One God, One Faith, Many Responsibilities

Joyce Shin
Associate Pastor, Fourth Presbyterian Church

Psalm 65:5–12
1 Corinthians 7:25–31

“Now concerning virgins, I have no command of the Lord, but I give my opinion as one who by the Lord’s mercy is trustworthy.”

1 Corinthians 7:25 (NRSV)

Each one who will partake of this meal
is a particular someone You love, a someone
You have made and whom You sustain.
In You nothing and no one is forgotten.
How vast and providential is the memory
with which You keep us all.

Gunilla Norris
“Setting the Table”
Being Home: Discovering the Spiritual in the Everyday


I have never forgotten the sermon preached at my friend’s wedding. In it, the preacher spoke about marriage as that proverbial ball and chain, and she drew out the irony that couples voluntarily enter into it. Providing example after example of scenes from married life, she underscored the reality that marriage, by tying you to another person, actually ties you down. She went on to point out yet a further irony: that while so many people complain about their families and spend much of their lives coming to terms with the fact that they are stuck with the families into which they were born, many of them nevertheless make the decision to get married, and by doing so, they actually choose, for better or worse, to become family.

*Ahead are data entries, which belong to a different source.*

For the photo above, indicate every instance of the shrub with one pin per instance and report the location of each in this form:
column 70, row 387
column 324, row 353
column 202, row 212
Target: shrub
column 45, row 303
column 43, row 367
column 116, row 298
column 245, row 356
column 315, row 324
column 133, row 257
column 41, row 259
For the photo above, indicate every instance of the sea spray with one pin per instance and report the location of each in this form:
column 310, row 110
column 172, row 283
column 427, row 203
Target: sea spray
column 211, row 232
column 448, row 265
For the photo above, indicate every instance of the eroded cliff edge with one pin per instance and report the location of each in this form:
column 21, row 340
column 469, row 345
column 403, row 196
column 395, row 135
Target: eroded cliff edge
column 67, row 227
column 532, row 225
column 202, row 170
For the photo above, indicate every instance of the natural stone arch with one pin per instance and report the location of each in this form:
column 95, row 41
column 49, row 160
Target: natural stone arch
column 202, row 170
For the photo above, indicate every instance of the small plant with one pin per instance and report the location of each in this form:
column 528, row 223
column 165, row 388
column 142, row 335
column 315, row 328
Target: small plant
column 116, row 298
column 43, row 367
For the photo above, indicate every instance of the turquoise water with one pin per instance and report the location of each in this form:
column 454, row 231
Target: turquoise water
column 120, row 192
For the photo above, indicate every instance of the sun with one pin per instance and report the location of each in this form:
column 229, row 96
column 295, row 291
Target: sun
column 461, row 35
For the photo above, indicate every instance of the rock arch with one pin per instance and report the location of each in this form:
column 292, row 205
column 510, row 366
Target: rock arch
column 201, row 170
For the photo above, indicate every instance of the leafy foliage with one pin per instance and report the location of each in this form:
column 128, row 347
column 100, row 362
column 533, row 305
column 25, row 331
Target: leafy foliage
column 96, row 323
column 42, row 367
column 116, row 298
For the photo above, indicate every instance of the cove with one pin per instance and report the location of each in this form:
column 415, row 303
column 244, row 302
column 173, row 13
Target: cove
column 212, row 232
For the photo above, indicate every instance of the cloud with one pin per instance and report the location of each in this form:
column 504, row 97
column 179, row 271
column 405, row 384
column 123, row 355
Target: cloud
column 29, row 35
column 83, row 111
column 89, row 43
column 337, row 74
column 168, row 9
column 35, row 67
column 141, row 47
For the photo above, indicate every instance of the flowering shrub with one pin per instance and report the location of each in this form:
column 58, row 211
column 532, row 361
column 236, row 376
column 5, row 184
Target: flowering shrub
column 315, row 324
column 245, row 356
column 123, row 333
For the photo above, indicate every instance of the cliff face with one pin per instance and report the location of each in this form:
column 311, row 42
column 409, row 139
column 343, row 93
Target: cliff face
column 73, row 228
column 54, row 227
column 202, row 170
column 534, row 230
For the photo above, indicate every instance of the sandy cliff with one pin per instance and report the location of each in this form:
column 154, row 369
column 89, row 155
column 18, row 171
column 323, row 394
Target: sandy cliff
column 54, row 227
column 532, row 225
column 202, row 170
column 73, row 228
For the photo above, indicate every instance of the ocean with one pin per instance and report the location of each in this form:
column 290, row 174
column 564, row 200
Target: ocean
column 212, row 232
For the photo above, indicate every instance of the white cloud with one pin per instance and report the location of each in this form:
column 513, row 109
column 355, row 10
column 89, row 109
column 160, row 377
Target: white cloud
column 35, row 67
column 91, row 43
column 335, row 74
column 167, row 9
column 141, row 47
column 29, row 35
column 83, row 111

It is true that family ties you down. Whether you were born, adopted, or married into it, the family you’re in requires loyalty, time, and attention, which arguably could be devoted to other things, and it entails taking on responsibilities and duties, enough to drive you to distraction. There has always been and probably always will be a strain between wholehearted and single-minded devotion to God and the multiplicity of familial responsibilities that clamor for our attention.

It is not surprising then that no religious tradition has been able to escape the tension between family and religious life. Judaism in eighteenth-century Eastern Europe dealt with the tension by separating spheres of activity, reserving religious study for men and designating care of family for women. Hinduism regulated the problem in a chronological way, dividing the cycle of life into four stages. Each stage was devoted to a different concern, one stage for “householding” and child-rearing. In the seventeenth century, American Puritans sanctioned the home as a “little church” in which fathers were not only placed at the head of the family, but were elevated nearer to God than others (Bonnie J. Miller-McLemore, In the Midst of Chaos, p. 11). Though Christian families today hardly resemble Puritan families of the seventeenth century, the effort to live lives faithful to God while meeting the multiple demands put upon us by our families is no less strenuous and is all the more experimental. Each household has to figure things out as best it can, and the church needs to be careful whenever it feels inclined to take positions on the issue.

I was glad and quite relieved, when I read today’s scripture lesson assigned by the lectionary, that Paul, in addressing the issue of whether or not people should remain single, get married, remain married, or become single, takes care to qualify his remarks with the important recognition that at best his remarks are his opinion. They are not more than his best advice. They are not God-given, and thus they are not to be applied as rules or laws for the church.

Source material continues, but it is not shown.